2) In a perfect world, companies recognize the benefit of apprentice coders and are willing to hire them and complete their training.  Unfortunately, the education is not real world and many companies want an employee who can start coding on day one, therefore only hire experienced coders.  Just like with your nursing education, if you only spent time in classrooms, when you graduated you would not be ready to care for actual patients.  No matter how well you did on exams and how great an instructor you had and how well you absorbed the study material, if you never actually set foot in an operating room, or touched a patient, or saw and touched instruments with your own 2 eyes, you would not do well as an OR nurse on day one.
3) I wish AAPC had a specific program/curriculum available for companies willing to hire CPC-As to use as a guide for training.  Just like there is residency and internship for physicians.  

As a nurse, your clinical knowledge likely far exceeds most other CPC-A coders.  The piece you are missing is the insurance and administration type skills.  I also realize remote work is far more popular now than it ever was.  However, my personal belief is for a new coder, nothing beats onsite experience.  Being able to turn to the next desk to ask a simple question, or even overhear other coders interacting will give you experience and knowledge much faster than remote.

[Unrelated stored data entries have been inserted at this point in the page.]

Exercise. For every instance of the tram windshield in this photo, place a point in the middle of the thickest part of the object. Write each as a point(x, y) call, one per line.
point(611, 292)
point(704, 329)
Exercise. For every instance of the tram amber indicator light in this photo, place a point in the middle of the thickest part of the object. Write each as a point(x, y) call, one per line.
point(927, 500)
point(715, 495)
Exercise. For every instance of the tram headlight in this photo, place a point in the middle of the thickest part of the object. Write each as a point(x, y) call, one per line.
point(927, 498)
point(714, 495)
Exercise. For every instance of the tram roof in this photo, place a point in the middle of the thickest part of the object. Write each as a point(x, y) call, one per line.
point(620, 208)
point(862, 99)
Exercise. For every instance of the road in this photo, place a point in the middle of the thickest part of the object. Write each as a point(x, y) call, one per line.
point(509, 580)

Since you already work in a hospital setting, I would inquire about whether there is an onsite (or offsite) coding department or billing department.  If there is, try to meet with a supervisor or manager from that department.  Ask if you could come for an hour or two a week (or whatever you can spare on your own time) and sit with a coder.  Bring them donuts.  Try to sit with a coder at lunch.  Make yourself known.  For me personally, if someone from within my health system who already had computer access and security clearance and clinical knowledge and showed this type of initiative, I would absolutely consider them for my next open position.
If that's not possible where you are currently employed, then there's a pretty good chance you are going to need to take an even bigger paycut than you were expecting and try to find an entry level coding adjacent position.  Billing.  Registration.  Front desk.  Authorizations.  Look for companies that do employ coders so you have the possibility to move into a coding position once you have a more rounded revenue cycle skill set.  I believe the best coders have a decent billing knowledge and fully understand the entire revenue cycle.  Companies do exist that hire coders with no experience, but the forum is littered with CPC-As complaining they cannot find a job.      
Have a GREAT coverletter.  Briefly explain you are making a career change and can't wait for this challenge.  Emphasize your current skills that transfer to coding.    
Network.  Your current employer is a good place.  Your local AAPC chapter is another.  Linked in.  Facebook.  You just need one foot in the door opportunity.  

Good luck!


----------



## mailoulor (Mar 30, 2022)

csperoni said:


> There are a lot of posts asking this type of question.  If you do a search, there is some great advice there.
> Here's some of my personal opinion and tips:
> 1) Someone who finished a coding education (and even practicode) and passed the exam really is not fully qualified to work as a coder independently.  The real world is not multiple choice.  Things like RVUs, NCCI edits, payor specific policies, etc are barely if at all mentioned in training, but as a coder are things you deal with on a daily (if not hourly) basis.
> 2) In a perfect world, companies recognize the benefit of apprentice coders and are willing to hire them and complete their training.  Unfortunately, the education is not real world and many companies want an employee who can start coding on day one, therefore only hire experienced coders.  Just like with your nursing education, if you only spent time in classrooms, when you graduated you would not be ready to care for actual patients.  No matter how well you did on exams and how great an instructor you had and how well you absorbed the study material, if you never actually set foot in an operating room, or touched a patient, or saw and touched instruments with your own 2 eyes, you would not do well as an OR nurse on day one.
> ...


Excellent advice! Thank you for giving details.


----------



## molubeko@gmail.com (Apr 2, 2022)

caitlin.ski2011@gmail.com said:


> Hey! I just posted a job to my chapter’s forum. It’s part time remote for an orthopedic company about 10-15 hours /biweekly. It’s more of a ‘dropping claims’ and making sure modifiers etc are correct. The surgeons code their own stuff for the most part so it’s more like making sure they actually did what they are coding. It might give you your foot in the door. If you are interested, I can direct you to the posting


Hi, I am interested in this opportunity if it is still available. Could you please direct me to the posting?


----------



## amyjph (Apr 3, 2022)

Christine gave you excellent advice. I would point out there are a huge amount of clinical coding and review roles that many of us coders are not qualified for because we are not LPN/RN. I think there may be opportunity for you there even with limited real-world coding experience. Look into some of the large healthcare data analytics companies, payers and big work comp carriers. Medical necessity reviewers and clinical reviewers are in high demand. Look for medical review and fraud, waste and abuse positions. Look for utilization review roles. Case management and claims review clinical roles need nurse/coders. Even if you have only a basic understanding of coding as long as you have your clinical experience and nursing degree/license I think you would be able to find a role. Think outside of working on the provider and hospital side of things. You could also look into revenue and reimbursement roles with the specialty societies and the large healthcare supply companies. 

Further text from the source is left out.